Another thing we are spending a lot of time on is privacy and data protection. As a fundraising organisation, we hold a lot of personal data from supporters and we contact them regularly to update them about our work and our fundraising campaigns. We need to make sure that we act in accordance with good practice at all times. Our reputation and ethos are very important to us, so we need to make sure that we only contact people with their full consent and that we do not approach them too often or in a way they would not appreciate.

CW: What are your career highlights?

JWJ: Negotiating the Rugby World Cup contracts for one. Also, the change in the Act of Parliament is the Holy Grail for a lawyer – to get your words enshrined in an Act and your briefings quoted in the mother of all Parliaments.

CW: What does it take to be a good leader in an in-house legal department?

JWJ: I think being inspirational and involved is crucial. When I look back at my own line managers, the worst ones weren’t taking much interest in what I was doing day to day. My current line manager is great – we meet regularly and I get feedback and the freedom to do what I think is right.

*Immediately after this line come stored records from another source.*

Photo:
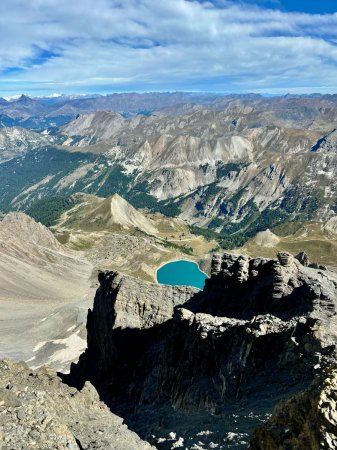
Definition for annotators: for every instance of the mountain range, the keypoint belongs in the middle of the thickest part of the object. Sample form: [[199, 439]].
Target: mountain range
[[236, 166]]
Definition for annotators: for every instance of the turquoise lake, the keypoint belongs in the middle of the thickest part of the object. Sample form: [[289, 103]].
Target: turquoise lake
[[181, 273]]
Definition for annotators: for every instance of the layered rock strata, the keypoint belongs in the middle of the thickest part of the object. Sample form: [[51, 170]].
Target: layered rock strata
[[214, 362], [38, 412]]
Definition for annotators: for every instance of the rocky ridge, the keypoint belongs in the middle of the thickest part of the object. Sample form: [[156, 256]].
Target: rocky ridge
[[261, 331]]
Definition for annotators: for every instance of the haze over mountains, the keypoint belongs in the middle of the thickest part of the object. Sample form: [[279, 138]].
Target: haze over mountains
[[237, 165], [125, 183]]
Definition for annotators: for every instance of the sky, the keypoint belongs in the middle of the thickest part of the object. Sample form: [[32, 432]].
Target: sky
[[104, 46]]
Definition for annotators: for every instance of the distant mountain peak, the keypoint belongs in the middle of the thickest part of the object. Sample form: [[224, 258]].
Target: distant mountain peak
[[24, 99]]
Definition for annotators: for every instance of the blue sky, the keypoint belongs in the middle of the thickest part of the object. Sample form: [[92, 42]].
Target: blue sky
[[266, 46]]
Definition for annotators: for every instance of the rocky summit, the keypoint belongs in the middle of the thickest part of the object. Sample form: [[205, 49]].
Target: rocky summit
[[205, 369]]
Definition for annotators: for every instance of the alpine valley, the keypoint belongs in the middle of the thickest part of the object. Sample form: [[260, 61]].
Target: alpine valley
[[98, 192]]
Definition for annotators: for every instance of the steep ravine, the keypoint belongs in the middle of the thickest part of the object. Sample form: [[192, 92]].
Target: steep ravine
[[204, 369]]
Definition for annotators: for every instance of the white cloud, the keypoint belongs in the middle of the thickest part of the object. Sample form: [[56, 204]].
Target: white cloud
[[149, 44]]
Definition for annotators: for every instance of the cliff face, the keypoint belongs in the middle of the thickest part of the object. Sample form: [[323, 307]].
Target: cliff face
[[306, 421], [38, 412], [261, 331]]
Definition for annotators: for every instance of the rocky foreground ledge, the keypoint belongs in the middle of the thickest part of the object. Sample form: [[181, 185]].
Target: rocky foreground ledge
[[38, 411], [250, 362], [205, 369]]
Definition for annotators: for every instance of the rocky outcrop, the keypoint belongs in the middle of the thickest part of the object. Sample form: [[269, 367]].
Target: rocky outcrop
[[306, 421], [262, 330], [38, 412], [126, 314]]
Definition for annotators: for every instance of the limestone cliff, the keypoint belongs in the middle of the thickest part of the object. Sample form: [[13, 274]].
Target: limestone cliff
[[261, 331], [306, 421], [38, 412]]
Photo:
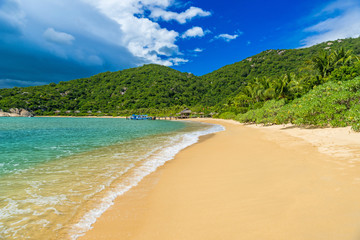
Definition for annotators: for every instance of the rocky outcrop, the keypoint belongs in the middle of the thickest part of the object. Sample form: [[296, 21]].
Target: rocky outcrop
[[15, 112]]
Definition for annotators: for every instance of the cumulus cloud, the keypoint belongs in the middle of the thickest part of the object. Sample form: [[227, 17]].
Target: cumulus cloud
[[58, 37], [183, 17], [345, 24], [143, 37], [194, 32], [227, 37], [84, 37]]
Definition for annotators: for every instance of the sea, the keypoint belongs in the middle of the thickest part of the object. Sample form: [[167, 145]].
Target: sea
[[58, 175]]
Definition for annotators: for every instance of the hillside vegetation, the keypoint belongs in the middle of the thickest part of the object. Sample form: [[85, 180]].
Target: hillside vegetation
[[263, 88]]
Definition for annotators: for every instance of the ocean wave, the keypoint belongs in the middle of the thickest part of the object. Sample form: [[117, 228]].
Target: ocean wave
[[155, 158]]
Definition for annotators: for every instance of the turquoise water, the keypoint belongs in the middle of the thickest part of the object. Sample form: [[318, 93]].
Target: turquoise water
[[26, 142], [58, 175]]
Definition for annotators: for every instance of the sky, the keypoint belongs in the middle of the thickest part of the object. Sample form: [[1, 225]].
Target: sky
[[59, 40]]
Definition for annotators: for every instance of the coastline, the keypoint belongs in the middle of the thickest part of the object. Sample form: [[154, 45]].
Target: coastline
[[246, 182]]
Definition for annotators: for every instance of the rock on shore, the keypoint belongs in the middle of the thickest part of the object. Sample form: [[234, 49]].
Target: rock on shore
[[15, 112]]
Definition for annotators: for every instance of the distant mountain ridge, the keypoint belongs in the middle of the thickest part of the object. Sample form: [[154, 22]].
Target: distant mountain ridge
[[159, 89]]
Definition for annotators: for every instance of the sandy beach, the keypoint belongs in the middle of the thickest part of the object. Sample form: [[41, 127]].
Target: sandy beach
[[247, 183]]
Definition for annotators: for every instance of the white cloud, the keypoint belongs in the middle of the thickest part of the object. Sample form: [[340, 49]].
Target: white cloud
[[194, 32], [54, 36], [143, 37], [227, 37], [346, 24], [158, 13]]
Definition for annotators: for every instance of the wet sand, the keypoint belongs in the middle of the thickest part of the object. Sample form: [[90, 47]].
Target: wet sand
[[246, 183]]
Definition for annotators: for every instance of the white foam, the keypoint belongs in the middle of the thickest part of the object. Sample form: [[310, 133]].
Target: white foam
[[156, 158]]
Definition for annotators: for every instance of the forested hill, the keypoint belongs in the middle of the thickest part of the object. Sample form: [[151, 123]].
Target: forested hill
[[162, 90]]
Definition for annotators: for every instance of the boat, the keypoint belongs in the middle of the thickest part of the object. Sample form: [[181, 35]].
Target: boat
[[140, 117]]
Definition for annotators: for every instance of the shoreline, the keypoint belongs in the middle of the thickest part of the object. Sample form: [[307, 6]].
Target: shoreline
[[246, 182]]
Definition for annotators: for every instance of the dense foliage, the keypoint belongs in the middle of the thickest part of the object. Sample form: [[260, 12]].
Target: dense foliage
[[257, 89]]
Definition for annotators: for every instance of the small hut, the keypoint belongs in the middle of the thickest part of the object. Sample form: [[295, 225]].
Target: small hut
[[185, 113]]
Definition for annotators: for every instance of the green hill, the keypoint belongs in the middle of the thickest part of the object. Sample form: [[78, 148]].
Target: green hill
[[157, 89]]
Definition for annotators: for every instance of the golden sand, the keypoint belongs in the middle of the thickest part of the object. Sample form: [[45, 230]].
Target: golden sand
[[244, 183]]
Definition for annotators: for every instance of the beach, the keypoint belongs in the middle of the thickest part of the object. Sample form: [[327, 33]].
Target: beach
[[246, 182]]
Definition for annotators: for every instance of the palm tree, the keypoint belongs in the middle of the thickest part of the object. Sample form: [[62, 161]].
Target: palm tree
[[323, 63]]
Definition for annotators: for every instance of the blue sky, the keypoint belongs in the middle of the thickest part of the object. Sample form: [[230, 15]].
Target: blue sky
[[59, 40]]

We have a rapport. Lots of line managers only really engage with their staff when something goes wrong. I think it is important to keep a constant dialogue. In private practice, lots of line management is done via stats – how many billable hours are you doing, how many cases are you working on etc, but this is very one-sided. It is better to help your team develop and nurture them.

CW: What are your interests outside of work?

JWJ: I have a twelve-year-old daughter, and so I do not have that much time to myself! I started playing hockey four years ago and I really enjoy it. I also enjoy learning new things, such as a recent jazz appreciation course I did, as well as teaching myself to code, which has been tricky but interesting.

CW: What would be if you weren’t a lawyer?

JWJ: If I wasn’t a lawyer, I would love to be an entrepreneur. I might be bad at it though, because lawyers are trained to look at worst-case scenarios, so the mind-set is very hard to shift into becoming a risk-taker, selling the positive side, and not warning about the things that could go wrong!